Follow up to r15-5392-g884637b6362391. As the name implies,
GOMP_OFFLOAD_openacc_async_construct is also externally called.
Hence, partially revert previous commit to permit unlocking handling
in oacc-async.c's lookup_goacc_asyncqueue by not failing fatally.

Hence, also the other (indirect) callers had to be updated:
GOMP_OFFLOAD_dev2dev fails now with 'false' and
GOMP_OFFLOAD_async_run fatally.

libgomp/ChangeLog:

	* plugin/plugin-gcn.c (GOMP_OFFLOAD_dev2dev, GOMP_OFFLOAD_async_run):
	Handle omp_async_queue == NULL after call tomaybe_init_omp_async.
	(GOMP_OFFLOAD_openacc_async_construct): Use error not fatal error,
	partially reverting r15-5392.

 libgomp/plugin/plugin-gcn.c | 14 ++++++++------
 1 file changed, 8 insertions(+), 6 deletions(-)

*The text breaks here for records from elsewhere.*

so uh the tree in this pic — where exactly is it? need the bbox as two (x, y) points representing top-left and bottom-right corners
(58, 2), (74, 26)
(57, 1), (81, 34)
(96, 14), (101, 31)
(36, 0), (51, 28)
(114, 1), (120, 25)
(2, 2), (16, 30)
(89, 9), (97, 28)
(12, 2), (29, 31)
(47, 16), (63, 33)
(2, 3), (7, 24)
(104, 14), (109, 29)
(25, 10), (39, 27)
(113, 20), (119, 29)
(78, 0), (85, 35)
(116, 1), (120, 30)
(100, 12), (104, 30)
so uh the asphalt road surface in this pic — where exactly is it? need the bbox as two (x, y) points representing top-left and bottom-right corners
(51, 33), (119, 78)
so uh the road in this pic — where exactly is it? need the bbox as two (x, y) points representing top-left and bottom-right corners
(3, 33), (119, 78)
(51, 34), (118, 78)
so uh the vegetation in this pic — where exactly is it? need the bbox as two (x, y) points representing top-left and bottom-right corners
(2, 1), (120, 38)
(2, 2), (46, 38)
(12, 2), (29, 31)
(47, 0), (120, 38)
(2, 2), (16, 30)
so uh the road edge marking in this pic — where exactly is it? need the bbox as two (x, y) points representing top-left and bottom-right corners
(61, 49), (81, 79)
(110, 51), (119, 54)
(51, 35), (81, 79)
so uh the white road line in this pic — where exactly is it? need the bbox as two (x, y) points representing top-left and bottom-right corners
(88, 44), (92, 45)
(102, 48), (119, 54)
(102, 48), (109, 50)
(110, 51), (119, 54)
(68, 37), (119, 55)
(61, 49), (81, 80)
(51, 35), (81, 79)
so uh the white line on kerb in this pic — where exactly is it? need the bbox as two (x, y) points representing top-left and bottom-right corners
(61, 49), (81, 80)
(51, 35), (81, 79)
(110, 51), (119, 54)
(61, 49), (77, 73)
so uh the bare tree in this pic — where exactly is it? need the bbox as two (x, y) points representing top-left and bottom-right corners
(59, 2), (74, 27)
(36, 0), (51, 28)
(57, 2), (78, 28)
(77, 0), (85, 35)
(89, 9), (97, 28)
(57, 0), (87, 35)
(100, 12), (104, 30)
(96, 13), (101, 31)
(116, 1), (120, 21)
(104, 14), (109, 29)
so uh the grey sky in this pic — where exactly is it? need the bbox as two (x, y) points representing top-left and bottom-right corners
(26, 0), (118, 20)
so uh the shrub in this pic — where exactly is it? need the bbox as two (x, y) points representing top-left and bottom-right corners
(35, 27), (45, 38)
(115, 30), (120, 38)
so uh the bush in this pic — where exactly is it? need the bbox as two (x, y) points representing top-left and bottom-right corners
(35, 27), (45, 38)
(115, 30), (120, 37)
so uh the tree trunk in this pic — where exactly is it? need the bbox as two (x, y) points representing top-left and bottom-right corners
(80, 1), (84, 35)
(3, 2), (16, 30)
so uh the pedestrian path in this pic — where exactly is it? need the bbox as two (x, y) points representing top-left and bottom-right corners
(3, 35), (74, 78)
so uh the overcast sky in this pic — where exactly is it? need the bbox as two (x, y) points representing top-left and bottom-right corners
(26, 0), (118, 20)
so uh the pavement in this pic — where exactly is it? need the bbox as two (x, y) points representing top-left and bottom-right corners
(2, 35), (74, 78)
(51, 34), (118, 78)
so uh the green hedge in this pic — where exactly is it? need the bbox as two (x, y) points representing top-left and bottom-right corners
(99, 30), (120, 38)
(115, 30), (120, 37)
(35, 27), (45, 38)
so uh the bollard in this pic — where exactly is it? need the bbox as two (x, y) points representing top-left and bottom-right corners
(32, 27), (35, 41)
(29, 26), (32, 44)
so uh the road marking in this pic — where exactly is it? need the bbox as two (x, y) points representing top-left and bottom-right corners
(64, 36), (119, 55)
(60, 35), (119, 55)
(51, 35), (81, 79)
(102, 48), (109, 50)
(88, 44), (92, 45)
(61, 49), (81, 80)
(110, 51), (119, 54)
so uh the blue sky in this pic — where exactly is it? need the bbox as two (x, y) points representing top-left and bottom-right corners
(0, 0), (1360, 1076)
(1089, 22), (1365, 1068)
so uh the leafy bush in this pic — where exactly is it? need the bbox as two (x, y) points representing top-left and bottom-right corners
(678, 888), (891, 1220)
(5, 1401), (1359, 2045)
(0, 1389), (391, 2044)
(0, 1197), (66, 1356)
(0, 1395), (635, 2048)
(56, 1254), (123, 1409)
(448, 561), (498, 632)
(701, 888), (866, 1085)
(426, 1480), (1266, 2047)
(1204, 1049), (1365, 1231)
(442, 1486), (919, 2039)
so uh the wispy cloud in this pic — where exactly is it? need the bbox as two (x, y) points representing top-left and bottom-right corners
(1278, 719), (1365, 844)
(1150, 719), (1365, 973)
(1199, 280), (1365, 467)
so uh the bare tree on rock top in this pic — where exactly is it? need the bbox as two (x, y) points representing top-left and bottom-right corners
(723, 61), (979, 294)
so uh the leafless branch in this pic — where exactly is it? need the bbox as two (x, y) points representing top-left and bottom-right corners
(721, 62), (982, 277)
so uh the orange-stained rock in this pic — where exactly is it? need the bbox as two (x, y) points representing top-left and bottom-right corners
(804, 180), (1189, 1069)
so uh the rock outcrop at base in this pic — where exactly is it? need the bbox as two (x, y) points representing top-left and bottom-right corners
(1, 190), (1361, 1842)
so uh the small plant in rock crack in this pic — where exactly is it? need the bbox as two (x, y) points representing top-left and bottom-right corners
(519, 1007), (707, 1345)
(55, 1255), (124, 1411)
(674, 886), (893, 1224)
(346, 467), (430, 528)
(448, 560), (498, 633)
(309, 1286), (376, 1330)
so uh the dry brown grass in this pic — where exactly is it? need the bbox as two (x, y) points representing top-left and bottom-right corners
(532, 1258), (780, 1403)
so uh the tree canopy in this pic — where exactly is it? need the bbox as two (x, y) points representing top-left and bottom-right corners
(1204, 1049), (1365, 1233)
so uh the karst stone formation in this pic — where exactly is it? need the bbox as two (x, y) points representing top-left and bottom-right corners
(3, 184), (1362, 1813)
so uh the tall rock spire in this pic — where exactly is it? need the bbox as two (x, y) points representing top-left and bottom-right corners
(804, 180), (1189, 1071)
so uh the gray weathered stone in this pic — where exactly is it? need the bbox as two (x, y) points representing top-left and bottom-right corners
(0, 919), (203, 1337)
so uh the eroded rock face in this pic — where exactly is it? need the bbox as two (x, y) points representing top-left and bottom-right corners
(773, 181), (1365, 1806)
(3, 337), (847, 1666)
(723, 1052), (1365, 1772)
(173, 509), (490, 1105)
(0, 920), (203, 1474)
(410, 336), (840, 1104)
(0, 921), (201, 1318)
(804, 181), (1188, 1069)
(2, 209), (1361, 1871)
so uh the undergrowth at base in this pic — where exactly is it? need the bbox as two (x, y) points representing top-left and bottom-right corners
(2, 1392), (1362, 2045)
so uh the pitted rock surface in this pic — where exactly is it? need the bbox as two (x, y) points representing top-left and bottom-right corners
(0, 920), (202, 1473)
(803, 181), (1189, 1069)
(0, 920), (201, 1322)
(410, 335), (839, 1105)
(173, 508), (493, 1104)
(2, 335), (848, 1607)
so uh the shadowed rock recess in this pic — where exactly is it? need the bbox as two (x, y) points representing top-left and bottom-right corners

diff --git a/libgomp/plugin/plugin-gcn.c b/libgomp/plugin/plugin-gcn.c
index d26b93657bf..239acf8cb75 100644
--- a/libgomp/plugin/plugin-gcn.c
+++ b/libgomp/plugin/plugin-gcn.c
@@ -3939,6 +3939,8 @@  GOMP_OFFLOAD_dev2dev (int device, void *dst, const void *src, size_t n)
     {
       struct agent_info *agent = get_agent_info (device);
       maybe_init_omp_async (agent);
+      if (!agent->omp_async_queue)
+	return false;
       queue_push_copy (agent->omp_async_queue, dst, src, n);
       return true;
     }
@@ -4350,6 +4352,8 @@  GOMP_OFFLOAD_async_run (int device, void *tgt_fn, void *tgt_vars,
     }
 
   maybe_init_omp_async (agent);
+  if (!agent->omp_async_queue)
+    GOMP_PLUGIN_fatal ("Asynchronous queue initialization failed");
   queue_push_launch (agent->omp_async_queue, kernel, tgt_vars, kla);
   queue_push_callback (agent->omp_async_queue,
 		       GOMP_PLUGIN_target_task_completion, async_data);
@@ -4388,9 +4392,7 @@  GOMP_OFFLOAD_openacc_async_exec (void (*fn_ptr) (void *),
   gcn_exec (kernel, devaddrs, dims, targ_mem_desc, true, aq);
 }
 
-/* Create a new asynchronous thread and queue for running future kernels;
-   issues a fatal error if the queue cannot be created as all callers expect
-   that the queue exists.  */
+/* Create a new asynchronous thread and queue for running future kernels.  */
 
 struct goacc_asyncqueue *
 GOMP_OFFLOAD_openacc_async_construct (int device)
@@ -4418,17 +4420,17 @@  GOMP_OFFLOAD_openacc_async_construct (int device)
 
   if (pthread_mutex_init (&aq->mutex, NULL))
     {
-      GOMP_PLUGIN_fatal ("Failed to initialize a GCN agent queue mutex");
+      GOMP_PLUGIN_error ("Failed to initialize a GCN agent queue mutex");
       return NULL;
     }
   if (pthread_cond_init (&aq->queue_cond_in, NULL))
     {
-      GOMP_PLUGIN_fatal ("Failed to initialize a GCN agent queue cond");
+      GOMP_PLUGIN_error ("Failed to initialize a GCN agent queue cond");
       return NULL;
     }
   if (pthread_cond_init (&aq->queue_cond_out, NULL))
     {
-      GOMP_PLUGIN_fatal ("Failed to initialize a GCN agent queue cond");
+      GOMP_PLUGIN_error ("Failed to initialize a GCN agent queue cond");
       return NULL;
     }